Synthetic-Cyclic-Perception is a synthetic visual dataset created by iteratively generating and describing images in a cyclic fashion. Each cycle begins with a seed prompt that feeds into a diffusion model to generate an initial image. A vision model then provides a detailed description of the generated image, which becomes the prompt for the next cycle. This process is repeated across multiple cycles and batches, creating a dataset where images and their descriptions evolve progressively.
Dataset Composition
- Seed Prompts: The dataset generation starts with carefully selected, action-oriented prompts
Sample:- “A person kayaking on a calm river, surrounded by lush greenery, capturing the essence of a peaceful afternoon in nature.”,
- “A chef in a bustling kitchen, expertly preparing a gourmet dish, with vibrant colors of fresh vegetables and aromatic herbs, creating a lively and energetic atmosphere.”,
- “Two children playing in a sunny park, laughing and running around, with colorful kites flying high in the blue sky, evoking a sense of joy and freedom.”,
- “A group of friends gathered around a campfire at night, sharing stories and roasting marshmallows, illuminated by the warm glow of the flames, creating a cozy and adventurous vibe.”,
- “A whimsical cartoon-style illustration of a cat wearing a wizard hat, casting spells with a wand, surrounded by floating magical creatures, depicting a funny and enchanting scene.”

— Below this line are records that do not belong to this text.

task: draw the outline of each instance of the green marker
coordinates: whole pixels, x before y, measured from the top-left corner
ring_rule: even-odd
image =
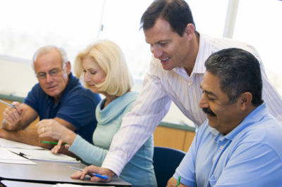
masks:
[[[41,143],[49,143],[49,144],[54,144],[54,145],[58,145],[58,142],[55,141],[40,141]],[[65,145],[66,143],[63,143],[62,145]]]
[[[177,180],[176,186],[178,186],[180,184],[180,176],[178,176],[178,180]]]

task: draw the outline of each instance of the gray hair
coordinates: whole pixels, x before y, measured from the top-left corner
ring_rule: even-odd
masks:
[[[35,54],[33,55],[32,68],[35,72],[35,62],[37,59],[37,57],[39,56],[48,53],[53,49],[56,49],[61,54],[61,56],[62,58],[62,61],[63,61],[63,68],[65,67],[66,64],[68,62],[68,58],[66,56],[66,51],[63,48],[56,47],[55,46],[42,46],[42,47],[40,47],[39,49],[38,49],[35,51]]]

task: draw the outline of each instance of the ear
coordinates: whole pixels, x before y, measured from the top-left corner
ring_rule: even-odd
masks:
[[[187,25],[185,30],[185,34],[187,35],[188,37],[192,39],[193,37],[194,32],[195,32],[194,25],[192,25],[192,23],[188,23]]]
[[[250,92],[245,92],[239,98],[239,105],[243,111],[249,109],[252,104],[252,95]]]
[[[71,70],[71,65],[70,61],[67,62],[66,64],[66,70],[68,75],[70,75]]]

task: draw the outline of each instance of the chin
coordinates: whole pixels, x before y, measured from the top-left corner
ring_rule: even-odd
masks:
[[[170,67],[168,65],[162,65],[163,69],[166,71],[173,70],[174,67]]]

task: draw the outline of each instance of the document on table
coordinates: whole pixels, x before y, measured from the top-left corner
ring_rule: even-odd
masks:
[[[85,186],[85,185],[77,185],[77,184],[72,184],[72,183],[56,183],[55,185],[52,185],[52,187],[78,187],[78,186]],[[108,187],[114,187],[114,186],[109,186]]]
[[[8,148],[10,151],[17,154],[23,155],[25,157],[30,160],[78,163],[75,158],[63,155],[54,155],[49,150],[23,149],[23,148]]]
[[[25,149],[44,149],[39,146],[28,145],[26,143],[6,140],[0,138],[0,147],[2,148],[25,148]]]
[[[34,162],[9,151],[7,148],[0,148],[0,162],[8,164],[21,164],[36,165]]]

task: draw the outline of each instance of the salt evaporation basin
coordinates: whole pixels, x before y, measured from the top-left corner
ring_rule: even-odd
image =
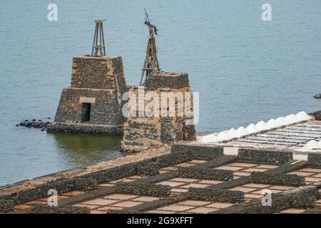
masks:
[[[285,116],[285,119],[290,122],[290,123],[295,123],[300,122],[300,120],[297,118],[295,115],[291,114],[289,115]]]
[[[279,117],[275,120],[280,126],[284,126],[290,124],[290,121],[287,120],[284,116]]]
[[[259,130],[268,130],[269,128],[268,127],[268,125],[266,125],[265,122],[264,121],[260,121],[259,123],[258,123],[255,125],[255,127]]]
[[[238,128],[236,131],[240,135],[240,136],[243,136],[249,134],[248,131],[247,131],[246,129],[244,128],[244,127]]]
[[[319,142],[315,140],[310,140],[307,142],[307,145],[305,145],[307,149],[321,149]]]
[[[299,113],[295,115],[295,116],[300,121],[305,121],[310,120],[311,118],[311,117],[309,115],[307,115],[305,112],[303,111],[300,112]]]
[[[270,120],[266,123],[266,124],[269,128],[275,128],[280,127],[279,123],[275,119]]]
[[[230,129],[228,132],[226,133],[226,135],[228,137],[227,140],[230,140],[235,138],[239,138],[240,136],[236,131],[236,130],[234,128]]]
[[[250,125],[249,125],[245,130],[250,133],[250,134],[253,134],[253,133],[255,133],[258,131],[260,131],[258,128],[256,128],[256,126],[251,123]]]

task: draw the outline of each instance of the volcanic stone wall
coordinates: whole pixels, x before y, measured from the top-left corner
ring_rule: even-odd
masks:
[[[140,93],[143,89],[143,93]],[[131,87],[128,91],[131,94],[136,94],[136,116],[129,115],[127,117],[127,122],[124,125],[124,134],[122,141],[122,148],[126,151],[140,152],[150,147],[161,146],[165,144],[175,143],[181,140],[193,140],[195,139],[195,126],[186,124],[188,120],[191,117],[185,115],[178,116],[178,110],[181,110],[178,100],[176,98],[174,106],[174,116],[163,116],[162,113],[162,96],[163,92],[180,93],[183,96],[185,93],[190,93],[188,85],[188,75],[187,73],[160,72],[150,76],[145,83],[144,87]],[[138,106],[140,96],[143,95],[146,97],[149,92],[155,92],[158,95],[159,104],[159,115],[154,115],[151,117],[139,116]],[[169,93],[167,93],[169,94]],[[193,96],[190,98],[193,102]],[[166,103],[168,103],[166,100]],[[147,107],[153,100],[143,100],[144,107]],[[128,113],[131,113],[130,105],[131,103],[128,101]],[[168,103],[168,104],[169,103]],[[155,106],[153,106],[153,108]],[[157,107],[156,107],[157,108]],[[193,111],[193,103],[190,105]],[[153,109],[152,109],[153,110]],[[169,108],[167,109],[169,110]],[[155,110],[154,110],[155,112]]]
[[[55,125],[50,128],[51,130],[60,131],[59,124],[66,123],[123,125],[126,118],[121,112],[121,97],[126,90],[121,57],[73,58],[71,86],[62,91]],[[86,108],[90,113],[87,115],[88,119],[83,118],[84,105],[88,105]],[[69,127],[69,130],[63,128],[63,130],[78,133],[73,130],[73,125]],[[122,132],[116,133],[121,135]]]

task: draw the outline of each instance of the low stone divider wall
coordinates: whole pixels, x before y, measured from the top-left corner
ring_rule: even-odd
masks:
[[[170,195],[170,186],[148,183],[117,182],[115,190],[119,194],[132,194],[150,197]]]
[[[250,179],[251,182],[255,184],[295,187],[305,185],[305,177],[295,174],[253,172]]]
[[[227,181],[233,179],[233,172],[225,170],[210,170],[195,167],[181,167],[178,177]]]

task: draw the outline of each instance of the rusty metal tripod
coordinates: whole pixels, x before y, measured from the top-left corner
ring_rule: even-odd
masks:
[[[93,35],[93,48],[91,51],[91,56],[105,56],[105,38],[103,37],[103,21],[106,20],[96,20],[95,34]],[[99,38],[99,45],[98,45]],[[99,52],[99,56],[98,56]]]
[[[145,24],[148,26],[149,31],[149,38],[148,44],[147,45],[146,56],[145,58],[144,66],[142,69],[143,72],[141,77],[141,81],[139,83],[140,86],[143,86],[143,78],[145,78],[146,80],[149,76],[151,76],[153,73],[160,71],[158,60],[157,58],[157,49],[156,44],[155,43],[154,35],[157,35],[156,26],[151,24],[149,21],[148,14],[145,10]]]

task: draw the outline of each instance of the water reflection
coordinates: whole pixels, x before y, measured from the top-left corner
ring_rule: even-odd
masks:
[[[126,155],[119,150],[121,137],[53,133],[61,162],[79,167]]]

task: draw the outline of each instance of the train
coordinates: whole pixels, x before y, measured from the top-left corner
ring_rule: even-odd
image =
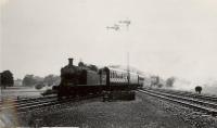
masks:
[[[76,66],[73,61],[74,59],[68,59],[68,64],[61,68],[61,82],[53,88],[60,99],[87,94],[131,93],[143,86],[144,77],[141,74],[110,66],[87,66],[82,62]]]

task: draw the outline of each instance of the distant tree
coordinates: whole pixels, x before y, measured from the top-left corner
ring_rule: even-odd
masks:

- Cycles: Each batch begins with a unique prompt and progresses through a set number of cycles, updating the image based on the most recent description.
- Metadata: Each image generated includes metadata such as the prompt, the vision model’s description, filename, and batch details, saved in a centralized metadata JSON file for easy reference and analysis.
Methodology
- Image Generation: Using the stabilityai/stable-diffusion-3-medium model, an image is generated based on the current prompt.
- Vision Description: A meta-llama/Llama-3.2-11B-Vision-Instruct describes the image, offering a nuanced textual interpretation.
- Cyclic Prompt Update: The description is parsed and used as the next prompt in the cycle, thus creating an evolving image-description sequence.